Farm loan waiver engenders a moral hazard, says Urjit Patel: Debt waivers also entail transfers from taxpayers to borrowers, says Patel...

Excerpts:
"Reserve Bank of India (RBI) Governor Urjit Patel on Thursday expressed displeasure over the current spate of farm loan waivers and said these adversely affect the culture of repayments as well as put a severe burden on the exchequer.

“I think it undermines an honest credit culture. It impacts credit discipline. It impacts incentives for future borrowers to repay. In other words, waivers engender a moral hazard,” he said, after announcing the first bi-monthly monetary policy for 2017-18."



RBI focus on national balance-sheet
This refers to Abhijit Lele’s brief report “Urjit Patel slams loan waivers” (Business Standard, April 7).

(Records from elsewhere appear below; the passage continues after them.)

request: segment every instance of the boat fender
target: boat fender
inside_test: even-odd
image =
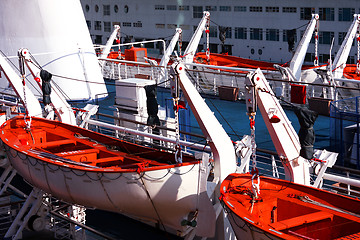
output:
[[[147,107],[147,113],[149,115],[147,119],[147,124],[155,127],[160,126],[160,119],[158,117],[158,102],[156,99],[156,87],[157,85],[148,85],[145,86],[145,92],[146,92],[146,107]]]
[[[52,78],[52,74],[46,70],[41,70],[40,77],[43,81],[43,84],[42,84],[43,102],[44,102],[44,105],[46,106],[51,103],[51,98],[50,98],[51,83],[50,83],[50,81]]]

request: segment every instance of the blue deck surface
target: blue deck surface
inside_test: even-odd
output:
[[[158,102],[161,106],[165,105],[165,100],[169,105],[170,95],[167,90],[161,90],[158,93]],[[225,101],[220,100],[215,97],[205,97],[205,102],[214,112],[216,118],[223,126],[225,131],[229,134],[233,141],[240,140],[243,135],[250,135],[250,126],[249,126],[249,117],[246,114],[246,106],[244,101]],[[186,112],[186,113],[185,113]],[[300,125],[295,113],[290,109],[285,109],[285,113],[289,120],[291,121],[296,132],[299,131]],[[180,111],[180,115],[190,115],[191,132],[202,134],[201,130],[198,128],[198,124],[192,115],[191,111]],[[314,147],[318,149],[328,149],[330,146],[330,137],[329,137],[329,127],[330,127],[330,118],[327,116],[319,115],[315,125],[315,144]],[[255,135],[256,135],[256,144],[258,148],[273,150],[275,147],[271,141],[271,137],[268,133],[268,130],[265,126],[264,120],[260,111],[257,112],[255,117]]]
[[[104,110],[103,107],[112,106],[114,104],[113,87],[109,87],[110,96],[100,103],[101,112],[112,114],[114,109]],[[224,101],[217,98],[205,98],[206,103],[215,113],[215,116],[222,124],[233,141],[239,140],[243,135],[250,135],[249,118],[246,115],[245,103],[243,101]],[[168,90],[160,89],[158,91],[158,102],[160,106],[171,109],[171,98]],[[220,112],[218,111],[221,111]],[[300,125],[293,111],[285,110],[289,120],[292,122],[294,129],[298,132]],[[184,123],[191,125],[191,132],[202,134],[198,128],[195,118],[190,111],[182,110],[182,115],[188,115]],[[231,127],[230,127],[231,126]],[[316,134],[315,148],[324,149],[329,147],[329,117],[319,116],[315,122],[314,129]],[[266,129],[265,123],[260,112],[256,115],[256,143],[258,148],[275,151],[270,135]],[[186,129],[186,128],[185,128]],[[115,239],[180,239],[173,235],[168,235],[162,231],[156,230],[143,223],[134,221],[130,218],[116,213],[109,213],[99,210],[87,211],[87,225],[108,234]],[[89,239],[102,239],[93,234],[89,235]]]

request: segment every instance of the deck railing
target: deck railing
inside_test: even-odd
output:
[[[134,78],[137,74],[148,75],[151,79],[159,79],[160,66],[149,63],[133,62],[117,59],[99,59],[102,64],[103,76],[107,79]],[[228,86],[239,89],[238,99],[244,97],[244,80],[248,72],[254,71],[244,68],[221,67],[204,64],[189,63],[188,73],[199,92],[209,95],[219,95],[219,87]],[[167,69],[168,70],[168,69]],[[337,86],[323,83],[299,83],[283,79],[274,71],[263,71],[273,88],[274,93],[286,101],[291,101],[292,84],[306,86],[306,98],[320,97],[337,100],[360,94],[358,83],[350,79],[336,79]],[[157,82],[161,87],[169,87],[168,81]]]

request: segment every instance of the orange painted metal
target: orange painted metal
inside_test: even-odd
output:
[[[187,155],[183,163],[176,163],[173,153],[42,118],[32,118],[31,128],[26,129],[24,117],[15,117],[2,126],[1,138],[9,147],[40,161],[86,171],[145,172],[199,163]],[[50,157],[39,157],[39,153]]]
[[[238,239],[360,239],[358,199],[270,177],[260,177],[255,198],[251,177],[231,174],[221,184]]]

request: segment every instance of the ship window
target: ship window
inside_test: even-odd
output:
[[[232,38],[231,27],[228,27],[225,33],[226,38]]]
[[[155,10],[165,10],[165,5],[155,5]]]
[[[220,7],[221,8],[221,7]],[[209,12],[215,12],[217,11],[217,7],[216,6],[206,6],[205,7],[205,10],[206,11],[209,11]],[[220,10],[221,11],[221,10]]]
[[[230,6],[220,6],[220,12],[231,12]]]
[[[315,8],[300,8],[300,20],[311,20],[313,13],[315,13]]]
[[[232,46],[227,44],[221,45],[221,53],[232,55]]]
[[[341,45],[346,36],[346,32],[339,32],[338,44]]]
[[[251,40],[262,40],[263,33],[262,28],[250,28],[250,39]]]
[[[91,30],[91,21],[86,20],[86,25],[88,26],[88,29]]]
[[[250,52],[251,52],[251,54],[254,54],[254,53],[255,53],[255,49],[252,48],[252,49],[250,50]]]
[[[88,4],[86,4],[85,10],[86,10],[86,12],[88,12],[90,10],[90,6]]]
[[[131,22],[123,22],[123,27],[131,27]]]
[[[202,18],[202,17],[203,17],[203,7],[193,6],[193,18]]]
[[[187,5],[187,6],[179,6],[179,11],[189,11],[190,10],[190,7]]]
[[[180,28],[181,28],[182,30],[190,30],[190,25],[181,24],[181,25],[180,25]]]
[[[226,38],[231,38],[231,27],[219,26],[219,38],[220,41],[224,42]]]
[[[262,49],[259,49],[259,50],[258,50],[258,54],[259,54],[259,55],[262,55]]]
[[[111,32],[111,22],[104,22],[104,32]]]
[[[167,6],[166,6],[166,10],[176,11],[176,10],[177,10],[177,6],[176,6],[176,5],[167,5]]]
[[[133,27],[142,27],[142,22],[134,22]]]
[[[98,12],[98,11],[99,11],[99,6],[95,5],[95,12]]]
[[[306,53],[304,62],[314,62],[315,53]]]
[[[266,12],[279,12],[279,7],[266,7]]]
[[[102,44],[102,35],[95,35],[95,44]]]
[[[218,52],[218,44],[215,44],[215,43],[210,43],[210,52],[212,53],[217,53]]]
[[[327,63],[329,61],[330,54],[319,54],[319,62]],[[331,58],[334,59],[334,56],[331,55]]]
[[[347,64],[355,64],[355,57],[349,56],[346,63]]]
[[[129,7],[128,7],[128,5],[125,5],[125,7],[124,7],[124,12],[125,12],[125,13],[128,13],[128,12],[129,12]]]
[[[287,42],[289,37],[293,37],[294,41],[295,42],[297,41],[296,29],[284,29],[283,30],[283,41]]]
[[[246,12],[246,6],[234,6],[234,12]]]
[[[355,14],[355,8],[339,8],[339,21],[351,22]]]
[[[267,41],[279,41],[279,29],[266,29]]]
[[[282,11],[286,13],[296,13],[296,7],[283,7]]]
[[[103,5],[104,16],[110,16],[110,5]]]
[[[176,24],[168,24],[167,28],[168,29],[175,29],[175,28],[177,28],[177,25]]]
[[[155,24],[155,27],[156,27],[156,28],[165,28],[165,24],[163,24],[163,23],[157,23],[157,24]]]
[[[101,21],[95,21],[95,30],[101,30]]]
[[[332,39],[334,38],[334,32],[319,32],[319,44],[331,44]]]
[[[182,49],[186,49],[188,45],[189,45],[189,42],[183,41],[182,42]],[[182,50],[182,51],[184,51],[184,50]]]
[[[235,39],[247,39],[247,29],[236,27],[235,28]]]
[[[334,21],[334,8],[319,8],[319,19],[323,21]]]
[[[209,30],[210,30],[209,37],[217,37],[218,36],[217,26],[210,26]]]
[[[118,7],[118,5],[115,5],[115,6],[114,6],[114,12],[117,13],[118,11],[119,11],[119,7]]]
[[[262,7],[250,6],[249,11],[250,12],[262,12]]]

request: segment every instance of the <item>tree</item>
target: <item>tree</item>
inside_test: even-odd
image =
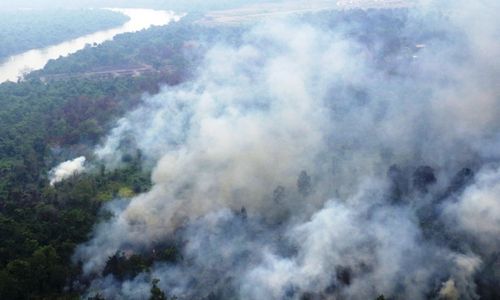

RBI Governor’s observation “I think it undermines an honest credit culture. It impacts incentives for future borrowers to repay. In other words, waivers engender a moral hazard…” echoes the gist of RBI’s consistent stand on loan waivers which was articulated on several occasions in the past including at the time of  the introduction of Agricultural and Rural Debt relief Scheme (ARDRS), 1990. Centre and state governments, on most of the occasions, went ahead with their political agenda of such waivers which are partly responsible for spread of the malignancy of financial indiscipline to other sectors.
This time around, RBI has given the message loud and clear and the reference to ‘national balance-sheets’ should wake up the policy makers and opinion makers to the reality of the situation. When taxpayers money is diverted to purposes other than those for which taxes are collected and budgeted, governments will have to borrow to meet the extra burden which will create imbalances in fiscal management.  Many popular schemes like ‘freebies’, tax concessions to corporates, and refusal to bring certain sectors like agriculture within tax net are already making the budget exercises at Centre and states level slip out of the accepted contours of financial discipline.
While RBI advice to move towards a consensus to eschew politically motivated agricultural loan waivers is timely and welcome and needs to be taken seriously, simultaneous efforts are necessary to provide relief to genuine borrowers. Such supports would include providing crop insurance, ensuring all linkages for getting timely inputs at reasonable costs, irrigation facilities, cost-related farm gate price, storage  and transportfacilities for perishable farm products and so on at reasonable costs.